Sen. Angus King, an independent who caucuses with the Democrats, was asked on CNN last weekend about the For the People Act, a bill he has co-sponsored and is working on as a member of the Senate Rules Committee. King said that he doesn’t support the bill as written and thinks there are things that can be negotiated and modified.
“But the guts of it, Jake, is voting rights. It has a lot of other pieces. For example it has public financing of elections. It has a lot of other pieces in it. But the important part for me is protecting voting rights,” King told CNN’s Jake Tapper in a remote interview from Millinocket. “And that’s becoming more urgent by the day, based upon what’s going on around in the states.”
There is also an urgent need for Congressional Democrats to adapt to political realities. Manchin outlined his opposition to the For the People Act last weekend, along with his continued commitment to preserving the Senate filibuster. That effectively dooms the bill as written in the Senate, even if other Democrats wanted to try to get rid of the 60-vote threshold. The House of Representatives passed the bill in March, with both Rep. Chellie Pingree and Rep. Jared Golden supporting it.
But Manchin also continues to float the idea of reauthorizing the Voting Rights Act (VRA) in a bipartisan way. He and Republican Sen. Lisa Murkowski of Alaska urged congressional leadership to take this path in a May letter.
“Inaction is not an option. Congress must come together – just as we have done time and again – to reaffirm our longstanding bipartisan commitment to free, accessible, and secure elections for all,” Manchin and Murkowski wrote. “We urge you to join us in calling for the bipartisan reauthorization of the Voting Rights Act through regular order. We can do this. We must do this.”
Now, such a bipartisan path requires actual bipartisan engagement. So far, Murkowski is the only Senate Republican who has supported a bipartisan VRA reauthorization. That brings us to our message for Republicans: they should join Murkowski in this push.
When the Supreme Court struck down part of the Voting Rights Act in 2013, Chief Justice John Roberts invited Congress to readdress that part of the legislation. It’s past time to take him up on that invitation. This isn’t the only thing lawmakers can do to protect voting rights across America, but it is the least they can do.
We asked both Maine Senators’ offices if they would support the idea of a bipartisan Voting Rights Act reauthorization.
“Senator Collins is open to bipartisan discussions to ensure our elections are free and fair,” Collins spokesperson Annie Clark said in a statement. “There are reforms she supports – such as efforts to disclose dark money and foreign influence contacts with political campaigns. She believes we should work on issues like those where we can find areas of agreement. Senator Collins does not support using taxpayer dollars to finance political campaigns, as [the For the People Act] proposes.”
“Senator King believes that voting rights are the bedrock foundation of the American experiment in self-government – and he would hope that all of his colleagues, from both parties, would agree,” King spokesperson Matthew Felling said in a statement. “He is prepared to work with any and all members of the Senate to advance legislation that strengthens our representative democracy for Americans across the nation.”

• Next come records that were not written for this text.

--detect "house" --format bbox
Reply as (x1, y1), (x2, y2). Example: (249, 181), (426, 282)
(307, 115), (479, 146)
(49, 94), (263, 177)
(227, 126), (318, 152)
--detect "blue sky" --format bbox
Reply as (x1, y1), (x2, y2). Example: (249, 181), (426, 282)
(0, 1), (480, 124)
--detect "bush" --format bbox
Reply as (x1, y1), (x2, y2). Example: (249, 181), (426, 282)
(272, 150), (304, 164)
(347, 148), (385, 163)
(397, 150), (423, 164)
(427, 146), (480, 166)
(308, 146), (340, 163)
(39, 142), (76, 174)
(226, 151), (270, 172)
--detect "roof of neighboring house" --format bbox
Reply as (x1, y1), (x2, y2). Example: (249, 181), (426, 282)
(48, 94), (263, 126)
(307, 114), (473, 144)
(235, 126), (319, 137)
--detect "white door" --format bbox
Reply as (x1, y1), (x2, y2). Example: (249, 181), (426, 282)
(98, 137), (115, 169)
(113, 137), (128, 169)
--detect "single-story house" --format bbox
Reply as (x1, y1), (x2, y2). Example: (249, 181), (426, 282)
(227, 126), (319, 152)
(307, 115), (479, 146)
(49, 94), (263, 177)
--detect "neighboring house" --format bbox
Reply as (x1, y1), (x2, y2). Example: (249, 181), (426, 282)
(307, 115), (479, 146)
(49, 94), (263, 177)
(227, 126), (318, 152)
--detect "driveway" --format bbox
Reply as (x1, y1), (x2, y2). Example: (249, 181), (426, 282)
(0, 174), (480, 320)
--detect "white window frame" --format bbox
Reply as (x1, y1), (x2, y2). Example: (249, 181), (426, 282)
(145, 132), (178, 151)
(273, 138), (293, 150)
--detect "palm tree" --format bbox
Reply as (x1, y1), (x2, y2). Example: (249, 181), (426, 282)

Like any other state, Maine only has two voices in the U.S. Senate. But given their positions as more moderate, consensus-driven members within their caucuses, they each can play an important role in advancing the voting rights debate. One Republican plus one independent does not equal 60, but both Collins and King should work to steer the Senate toward a bipartisan voting rights approach that protects the rights of all eligible voters and can clear a filibuster.